A hand-dived Scottish scallop was served with kombu (seaweed) and pickled daikon, apples and cucumbers. The whole was surrounded by a “pearl sauce”: a buttery sauce containing ikura, finger limes, tapioca pearls and scallop skirt. This sauce was fantastic, to wit: the different textures of ikura and tapioca, the seafood flavor from the scallop, the acidity from the finger limes, and the butteriness from the, well, butter. In short, a sauce that we would have happily eaten all by itself. The scallop was very light in flavor, but went very nicely with copious amounts of sauce 19. My dining companion said that she would have preferred a fried, rather than steamed, scallop, and would have given this a 17.

Japanese kinki fish was also served steamed, and came with kombu, turnips, squid, a prawn and prawn consomme with chive oil. I've generally encountered kinki fish fried, but even steamed it was melt-in-your-mouth fatty goodness. The soup that surrounded it was great as well, savory and full of flavor 19.
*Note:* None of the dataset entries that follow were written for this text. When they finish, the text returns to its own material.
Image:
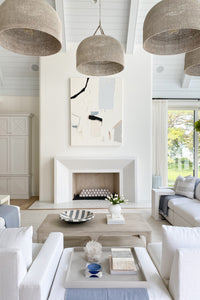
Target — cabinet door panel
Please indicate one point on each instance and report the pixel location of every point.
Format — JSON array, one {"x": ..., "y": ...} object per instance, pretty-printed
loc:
[
  {"x": 19, "y": 125},
  {"x": 19, "y": 185},
  {"x": 4, "y": 125},
  {"x": 4, "y": 154},
  {"x": 19, "y": 162},
  {"x": 4, "y": 186}
]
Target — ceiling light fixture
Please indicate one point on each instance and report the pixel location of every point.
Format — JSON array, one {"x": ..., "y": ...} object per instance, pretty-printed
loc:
[
  {"x": 192, "y": 63},
  {"x": 172, "y": 27},
  {"x": 30, "y": 27},
  {"x": 99, "y": 55}
]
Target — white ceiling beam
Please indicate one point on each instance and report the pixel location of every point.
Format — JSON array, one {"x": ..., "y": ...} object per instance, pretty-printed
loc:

The main savory dish was a Brittany squab, served in three different ways. A squab breast was coated with kampot pepper. The pigeon's leg had a small message tied to it (mentioning its producer's name). Finally, a fried ravioli was filled with pigeon meet. Also on the plate were a fig, hazelnuts, beet puree and pigeon jus. To be honest, I'm not the greatest fan of pigeon, but this one was pretty good. I loved the pepper crust that added a tiny bit of spice. The ravioli was good as well, and the beets and fig made this a fall/winter kind of dish. Overall not my thing, but very well executed for what it was 17 (a more objective person might have said 18).

We ordered the optional cheese course and asked for "bold and stinky" cheeses. The result was truly excellent, all five cheese were as good as what one might get in France. Given the mediocrity of US cheese courses, having the Singaporean variety to be so superior was a welcome surprise to me. Unrated since this course varies so wildly with the choice of cheeses, but our selection would have been a 18 or 19.

A pre-dessert palate cleanser followed. Kyoho grape granita was topped with aloe, verjus, Sauternes ice cream, oolong tea foam and a raspberry sugar tuile in the shape of a maple leaf, representing the current fall season. This was an excellent light dish, where all components went very well together 19+.

The main dessert was a buckwheat tarte with pear crumbles, hazelnut pralines, sunchoke ice cream and a caramel sauce. It's interesting to see sunchoke in a dessert, but in this case it was only minimally savory; I wouldn't have been able to guess that it was an ingredient. A very fall-like dessert, sweet and delicious 19.

A quartet of petit fours concluded our dinner. An ice cream lolly was flavored with apricots, lavender and thyme. The resulting taste was mostly of dried apricots. Nice enough, but not too exciting 17.

Three kinds of fruit had been minimally prepared: fuji apples, musk melon and black honey persimmons. Good fruit, but hard to rate since they were served as-is 17.

A small cannele was flavored with vanilla and rum. It was very crispy and crunchy on the outside, but (maybe due to its size) there was (too) little dough on the inside. Still pretty good, though 18.

Finally, a small chocolate tarte topped with tonka bean dust was crunchy, but not very chocolaty 17.

Overall: An excellent French restaurant that uses a small amount of regional ingredients, but otherwise does not give any nods to local spices or culinary techniques. If you served the same dinner in Paris, nobody would bat an eyelid. While I was disappointed by the lack of a "sense of place", I cannot fault the result on a taste-level. This was a consistently very delicious, assuredly prepared meal. Maybe less exciting than our meal at Zén the day before, but probably more tasty overall 18.